Serverless log pipeline · Cloudflare Workers + R2 + Queues · CDN Partner Log Integration
Automatically transform Cloudflare edge access logs from JSON (Logpush format) into a custom CDN partner log format, and deliver them to a remote log ingestion endpoint in near real-time.
100% Cloudflare-native: Logpush + R2 + Queues + Workers. Zero servers, zero infrastructure maintenance, auto-scaling by design.
Target: 145-field \u0001-delimited plaintext format. Body compressed with Gzip. Authentication via MD5 HMAC URL signing.
Approximately 70 seconds from request to log delivery. Typically well within partner SLA requirements.

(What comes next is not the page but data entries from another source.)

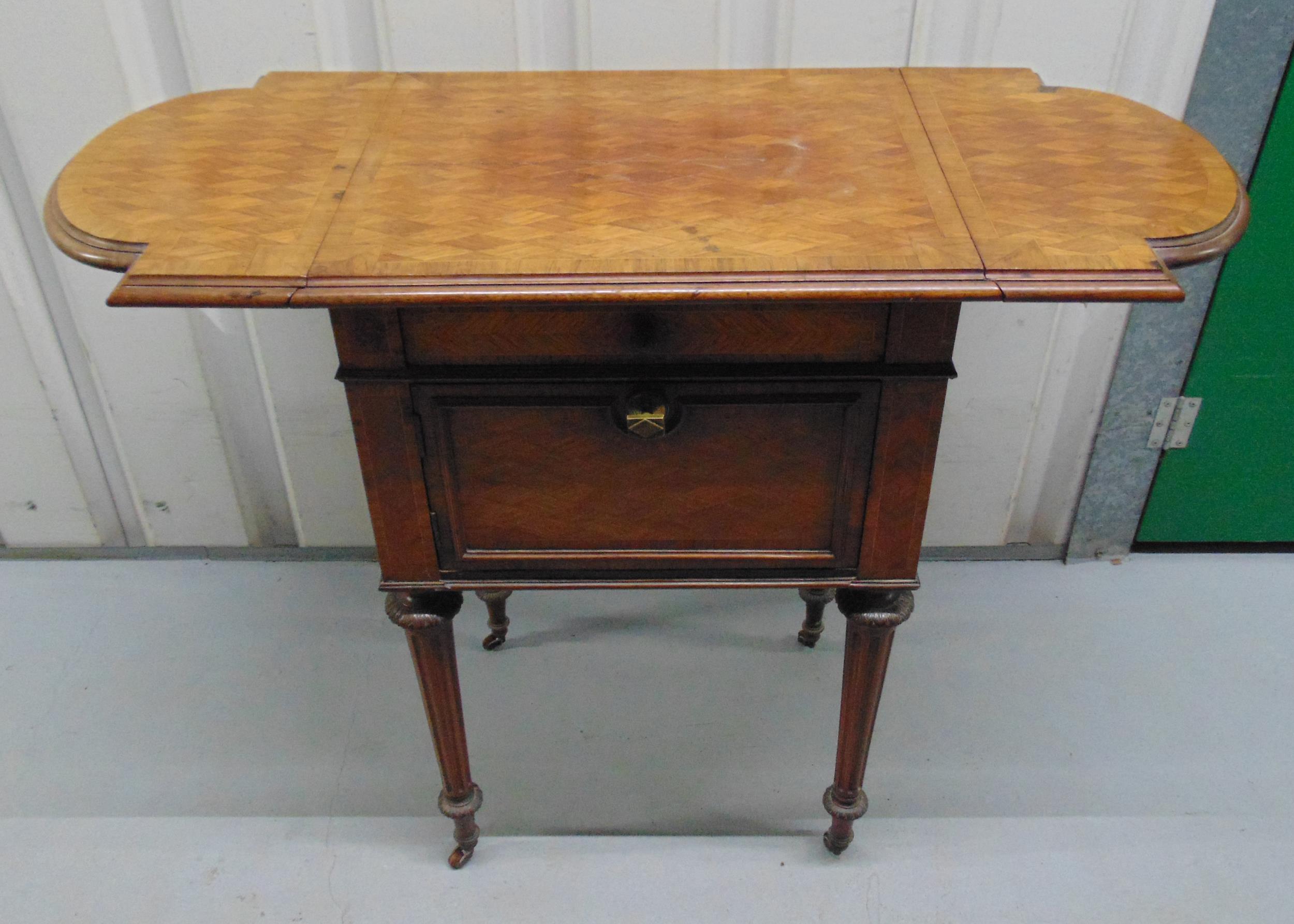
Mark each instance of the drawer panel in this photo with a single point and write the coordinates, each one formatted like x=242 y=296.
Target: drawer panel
x=769 y=333
x=747 y=475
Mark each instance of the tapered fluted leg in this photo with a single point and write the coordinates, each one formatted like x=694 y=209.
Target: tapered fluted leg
x=428 y=620
x=816 y=601
x=873 y=617
x=496 y=604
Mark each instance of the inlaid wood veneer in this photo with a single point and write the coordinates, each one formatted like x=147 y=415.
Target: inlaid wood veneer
x=429 y=188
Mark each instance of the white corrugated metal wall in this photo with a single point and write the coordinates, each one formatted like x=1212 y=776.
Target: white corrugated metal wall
x=226 y=429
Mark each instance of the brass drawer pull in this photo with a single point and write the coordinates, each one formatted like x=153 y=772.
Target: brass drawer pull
x=645 y=416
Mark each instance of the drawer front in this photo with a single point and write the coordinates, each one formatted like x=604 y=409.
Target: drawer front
x=553 y=478
x=772 y=333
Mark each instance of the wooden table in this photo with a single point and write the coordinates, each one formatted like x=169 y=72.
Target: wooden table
x=646 y=329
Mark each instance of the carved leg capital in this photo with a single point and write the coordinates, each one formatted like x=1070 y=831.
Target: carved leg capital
x=428 y=618
x=875 y=609
x=496 y=604
x=416 y=610
x=816 y=602
x=873 y=617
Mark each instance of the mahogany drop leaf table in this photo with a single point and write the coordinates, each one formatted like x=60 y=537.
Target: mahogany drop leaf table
x=646 y=329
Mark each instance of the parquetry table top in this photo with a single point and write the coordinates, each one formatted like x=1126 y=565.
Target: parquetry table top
x=320 y=188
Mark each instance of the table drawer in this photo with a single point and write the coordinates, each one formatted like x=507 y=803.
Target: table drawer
x=554 y=478
x=804 y=332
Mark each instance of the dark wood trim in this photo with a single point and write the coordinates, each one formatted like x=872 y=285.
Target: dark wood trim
x=672 y=372
x=922 y=334
x=1130 y=286
x=382 y=417
x=695 y=583
x=128 y=294
x=1183 y=252
x=907 y=433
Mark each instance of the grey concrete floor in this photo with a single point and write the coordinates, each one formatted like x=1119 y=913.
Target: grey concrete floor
x=237 y=741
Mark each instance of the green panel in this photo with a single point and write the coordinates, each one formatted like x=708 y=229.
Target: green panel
x=1235 y=483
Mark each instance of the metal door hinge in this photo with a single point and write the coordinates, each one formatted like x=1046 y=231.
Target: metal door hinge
x=1174 y=422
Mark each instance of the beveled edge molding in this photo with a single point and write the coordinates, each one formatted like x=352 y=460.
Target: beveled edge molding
x=83 y=246
x=422 y=607
x=449 y=583
x=1201 y=246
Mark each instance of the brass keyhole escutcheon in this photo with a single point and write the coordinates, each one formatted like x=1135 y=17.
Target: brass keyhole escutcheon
x=645 y=416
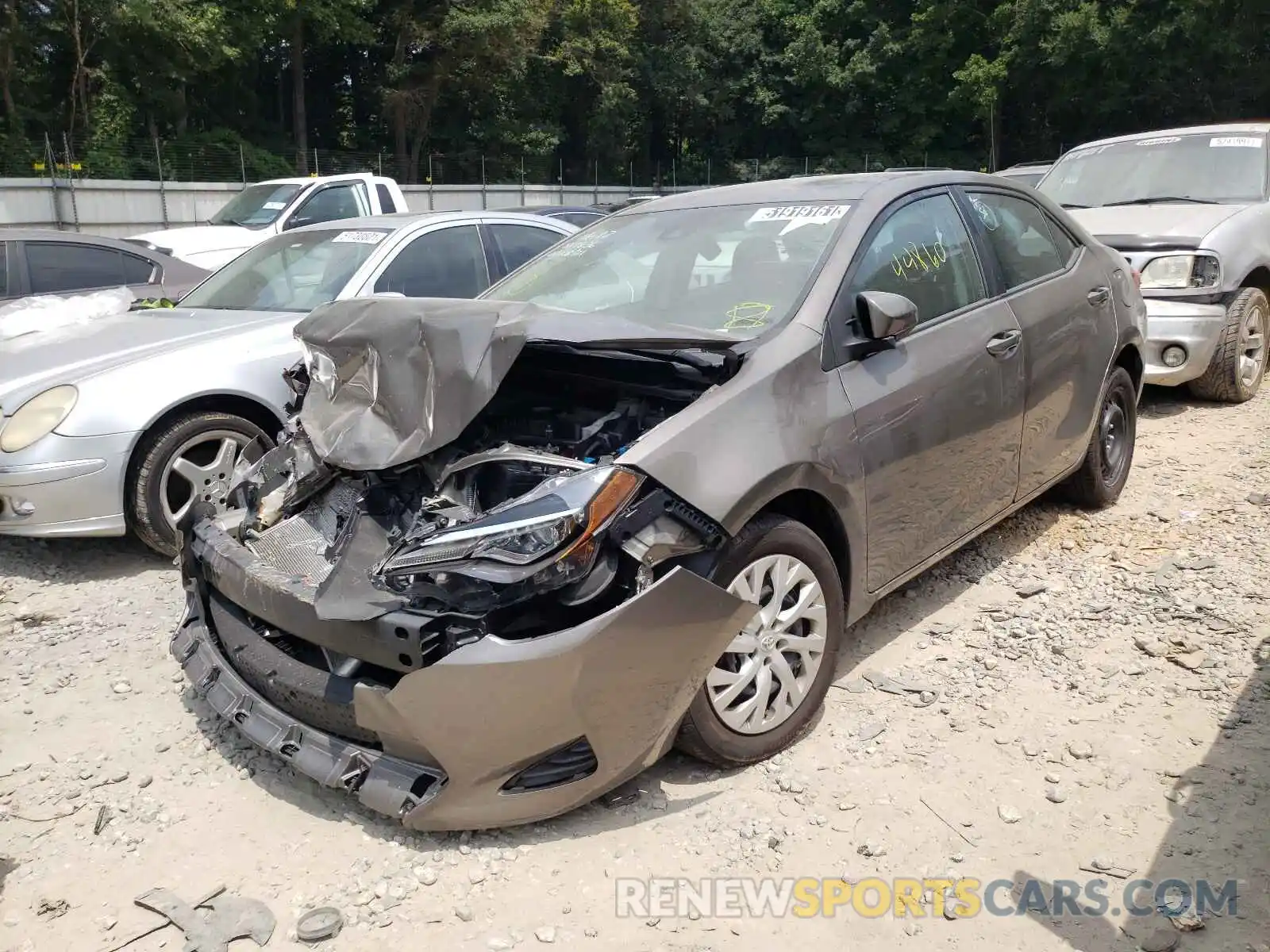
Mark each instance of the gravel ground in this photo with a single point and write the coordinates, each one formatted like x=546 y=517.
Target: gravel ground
x=1095 y=689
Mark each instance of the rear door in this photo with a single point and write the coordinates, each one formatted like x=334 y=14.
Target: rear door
x=1062 y=298
x=444 y=262
x=333 y=202
x=67 y=267
x=940 y=416
x=516 y=244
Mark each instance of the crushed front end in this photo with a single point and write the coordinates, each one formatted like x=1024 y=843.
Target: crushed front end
x=492 y=634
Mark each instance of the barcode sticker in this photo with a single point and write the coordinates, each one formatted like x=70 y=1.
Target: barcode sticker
x=360 y=238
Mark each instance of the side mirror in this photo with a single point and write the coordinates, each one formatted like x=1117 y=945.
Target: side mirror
x=886 y=317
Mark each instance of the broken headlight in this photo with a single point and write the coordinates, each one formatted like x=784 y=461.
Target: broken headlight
x=1176 y=272
x=559 y=520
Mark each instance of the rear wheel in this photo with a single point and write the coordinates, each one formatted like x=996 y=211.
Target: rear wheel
x=1109 y=457
x=764 y=691
x=1240 y=361
x=186 y=461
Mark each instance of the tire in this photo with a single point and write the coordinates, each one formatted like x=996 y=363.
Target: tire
x=1226 y=380
x=156 y=455
x=1100 y=479
x=704 y=734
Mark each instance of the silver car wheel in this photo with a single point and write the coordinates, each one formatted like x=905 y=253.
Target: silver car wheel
x=1253 y=346
x=768 y=670
x=200 y=471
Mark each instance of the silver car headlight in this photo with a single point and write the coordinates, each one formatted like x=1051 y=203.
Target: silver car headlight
x=37 y=418
x=1180 y=272
x=560 y=518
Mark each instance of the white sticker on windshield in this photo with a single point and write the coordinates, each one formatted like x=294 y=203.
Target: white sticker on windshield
x=800 y=215
x=360 y=238
x=579 y=245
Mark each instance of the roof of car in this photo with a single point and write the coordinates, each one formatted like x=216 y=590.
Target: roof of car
x=814 y=188
x=404 y=220
x=75 y=238
x=1217 y=130
x=550 y=209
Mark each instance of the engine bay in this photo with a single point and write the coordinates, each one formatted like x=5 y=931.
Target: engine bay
x=559 y=414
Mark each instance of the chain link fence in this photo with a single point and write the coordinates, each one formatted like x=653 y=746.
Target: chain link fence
x=224 y=158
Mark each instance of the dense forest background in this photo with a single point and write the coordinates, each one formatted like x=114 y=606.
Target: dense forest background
x=607 y=90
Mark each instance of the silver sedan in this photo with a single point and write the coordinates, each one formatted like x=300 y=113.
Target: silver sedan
x=124 y=423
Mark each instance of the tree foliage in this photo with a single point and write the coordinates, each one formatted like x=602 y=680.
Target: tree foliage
x=600 y=86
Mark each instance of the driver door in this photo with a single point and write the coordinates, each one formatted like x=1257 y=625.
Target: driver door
x=939 y=418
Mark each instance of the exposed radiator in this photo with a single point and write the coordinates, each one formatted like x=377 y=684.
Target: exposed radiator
x=298 y=546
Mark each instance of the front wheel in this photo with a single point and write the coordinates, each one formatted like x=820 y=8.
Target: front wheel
x=187 y=461
x=764 y=691
x=1109 y=457
x=1235 y=374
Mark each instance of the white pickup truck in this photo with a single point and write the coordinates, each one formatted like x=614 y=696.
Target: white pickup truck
x=270 y=209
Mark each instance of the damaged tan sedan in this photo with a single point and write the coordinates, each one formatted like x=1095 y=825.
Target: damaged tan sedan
x=510 y=551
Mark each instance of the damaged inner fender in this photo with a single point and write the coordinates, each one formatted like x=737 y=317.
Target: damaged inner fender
x=524 y=524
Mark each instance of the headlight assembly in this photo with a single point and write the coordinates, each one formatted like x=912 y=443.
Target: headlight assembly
x=37 y=418
x=558 y=520
x=1181 y=272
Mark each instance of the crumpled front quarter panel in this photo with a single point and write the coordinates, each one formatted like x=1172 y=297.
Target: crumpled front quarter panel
x=410 y=374
x=780 y=424
x=622 y=681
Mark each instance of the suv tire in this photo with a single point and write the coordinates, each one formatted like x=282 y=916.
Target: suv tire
x=1244 y=338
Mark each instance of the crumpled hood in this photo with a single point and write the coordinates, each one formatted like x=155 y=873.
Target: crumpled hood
x=203 y=239
x=393 y=380
x=1183 y=222
x=35 y=362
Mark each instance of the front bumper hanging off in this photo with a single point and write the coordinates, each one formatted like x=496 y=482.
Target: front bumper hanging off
x=596 y=704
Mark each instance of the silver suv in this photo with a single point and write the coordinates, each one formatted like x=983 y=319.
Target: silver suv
x=1189 y=209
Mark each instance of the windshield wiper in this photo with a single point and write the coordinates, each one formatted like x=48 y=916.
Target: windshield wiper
x=1161 y=200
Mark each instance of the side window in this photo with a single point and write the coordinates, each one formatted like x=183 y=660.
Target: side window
x=520 y=243
x=137 y=271
x=924 y=251
x=57 y=267
x=1020 y=236
x=1067 y=248
x=387 y=200
x=446 y=263
x=333 y=203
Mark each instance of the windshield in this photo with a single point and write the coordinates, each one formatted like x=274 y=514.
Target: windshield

| Service | Role | Location in Dashboard |
|---|---|---|
| Logpush | Exports edge HTTP request logs to R2 (~1 min batches, gzip-compressed ndjson) | Domain → Analytics & Logs → Logpush |
| R2 Object Storage | Stores raw log files and processed batch files (temporary) | Dashboard → R2 Object Storage |
| R2 Event Notifications | Triggers a Queue message on every new object created in R2 | R2 Bucket → Settings → Event Notifications |
| Queues | Decouples parse and send stages; guarantees at-least-once delivery with automatic retry | Dashboard → Workers & Pages → Queues |
| Workers | Two logical workers in one script: Parser and Sender | Deployed via wrangler deploy or GitHub Actions CI/CD |
Raw log files are processed via DecompressionStream + ReadableStream. The Worker never buffers the full file in memory — it decompresses and transforms line-by-line, keeping memory usage constant regardless of file size. This is essential given the 128 MB Worker memory limit.
parse-queue handles R2 → transform. send-queue handles R2 → HTTP POST. The separation allows independent retry policies: parse failures retry 2×, send failures retry 5×. Both queues have dedicated dead-letter queues (DLQs) for observability and manual recovery.
Queues use at-least-once semantics. The Sender handles duplicate delivery gracefully: if the R2 temporary file has already been deleted (indicating a prior successful send), the message is silently acknowledged without re-sending.
The parser auto-detects EdgeStartTimestamp in three formats: Unix seconds integer, Unix milliseconds integer, and RFC 3339 string. Logpush is recommended to be configured with timestamp_format = unix for consistency.
The target format requires the CDN node country (not client country). EdgeColoCode (IATA airport code, e.g. NRT = Tokyo) is mapped to ISO 3166-1 alpha-2 country code via a built-in lookup table covering 200+ airports globally. If the IATA code is not in the table, defaults to CN.
Workers' SubtleCrypto API does not support MD5. A pure-JS RFC 1321 implementation is included in src/index.js. The auth URL signature format is: MD5({uri}-{ts}-{rand}-{privateKey}).
The http_requests dataset does not expose a dedicated Content-Length field. Field #21 is populated from ResponseHeaders['content-length'] when Logpush Custom Fields are configured via API (see Step 6b in Deployment). If not configured or the header is absent, the field returns -.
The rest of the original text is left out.